The New Givers

Mark and Priscilla Zuckerberg  started the month of December with a wonderful  letter to their newborn daughter and a pledge to give 99% of their Facebook shares to charity. The news was greeted with applauses by fellow billionaires and generally by the media.

Why did they do it?  “because (they) have a moral responsibility to all children in the next generation“.  Because they feel it cannot wait until they are older.

This kind of thinking must be miles away from the one most baby boomers have held dear for decades. This must come as a shock – their grandchildren are nothing like them.

Boomers were the generation born in the wake of Word War II. They knew what it is to be hungry. They knew what it is to live with damaged parents, physically and psychologically. They were handed the remains of the world, had a brief moment of peace&love daydreaming, then put on the black suit and got on with business. They never thought beyond themselves. Previous generations put next generations’ wellbeing before their own instant gratification. Boomers have broken this sacred chain. The post-war generation thought “let’s grab all we can and if hell breaks loose, well, it will probably not be in our lifetime!”. Not only don’t they usually help their children and grandchildren financially, but they expect them to pay for everything. Theirs was the era of banks thriving on loans for everything from education to cars, homes, television sets, holidays, air to breathe.

Millennials on the other hand have only heard stories about war. They were raised in a world of abundance. Technology gave them a sense of virtual togetherness. They consider themselves citizens of the world. And their moral responsibility has grown to match their expectations. In 2014, a survey found that 84% of millennials had made a charitable donation that year, hopefully not only to get a tax refund.

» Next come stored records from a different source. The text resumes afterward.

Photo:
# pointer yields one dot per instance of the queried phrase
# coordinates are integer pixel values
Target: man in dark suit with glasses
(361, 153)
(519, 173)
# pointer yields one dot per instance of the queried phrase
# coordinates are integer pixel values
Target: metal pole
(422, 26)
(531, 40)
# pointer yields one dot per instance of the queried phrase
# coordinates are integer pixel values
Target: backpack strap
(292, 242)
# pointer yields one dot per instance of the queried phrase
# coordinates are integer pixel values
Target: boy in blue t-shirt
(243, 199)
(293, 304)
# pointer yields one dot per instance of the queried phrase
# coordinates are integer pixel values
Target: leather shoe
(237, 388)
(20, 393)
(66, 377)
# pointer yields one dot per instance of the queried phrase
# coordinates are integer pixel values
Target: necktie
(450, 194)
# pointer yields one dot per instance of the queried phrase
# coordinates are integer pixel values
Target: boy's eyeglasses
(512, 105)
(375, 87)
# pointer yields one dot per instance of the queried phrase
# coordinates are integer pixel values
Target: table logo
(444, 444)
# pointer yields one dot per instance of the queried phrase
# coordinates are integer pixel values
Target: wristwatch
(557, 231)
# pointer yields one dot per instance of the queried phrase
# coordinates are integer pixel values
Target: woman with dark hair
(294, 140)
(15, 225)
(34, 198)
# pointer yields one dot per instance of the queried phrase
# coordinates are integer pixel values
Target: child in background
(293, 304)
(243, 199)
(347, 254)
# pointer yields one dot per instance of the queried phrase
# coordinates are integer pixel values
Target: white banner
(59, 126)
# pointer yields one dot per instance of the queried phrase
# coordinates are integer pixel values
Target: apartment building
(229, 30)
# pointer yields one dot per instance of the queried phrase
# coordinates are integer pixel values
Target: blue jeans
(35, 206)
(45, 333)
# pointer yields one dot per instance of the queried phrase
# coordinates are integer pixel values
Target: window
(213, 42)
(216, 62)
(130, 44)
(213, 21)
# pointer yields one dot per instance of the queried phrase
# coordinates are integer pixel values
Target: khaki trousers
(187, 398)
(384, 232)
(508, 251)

Wait a minute, there’s something wrong with this kind of thinking! People wearing tags and being responsible as a generation for all that is wrong in the world is convenient, but rarely true. Maybe boomers were much like millennials when they were in their late twenties. Maybe all post-war generations are ego-centered. Maybe all peacetime generations are generous. We may never know exactly, although a new world war could help us see clearer.

Meantime, let’s enjoy our new generation of givers! Chapeau Monsieur Zuckerberg.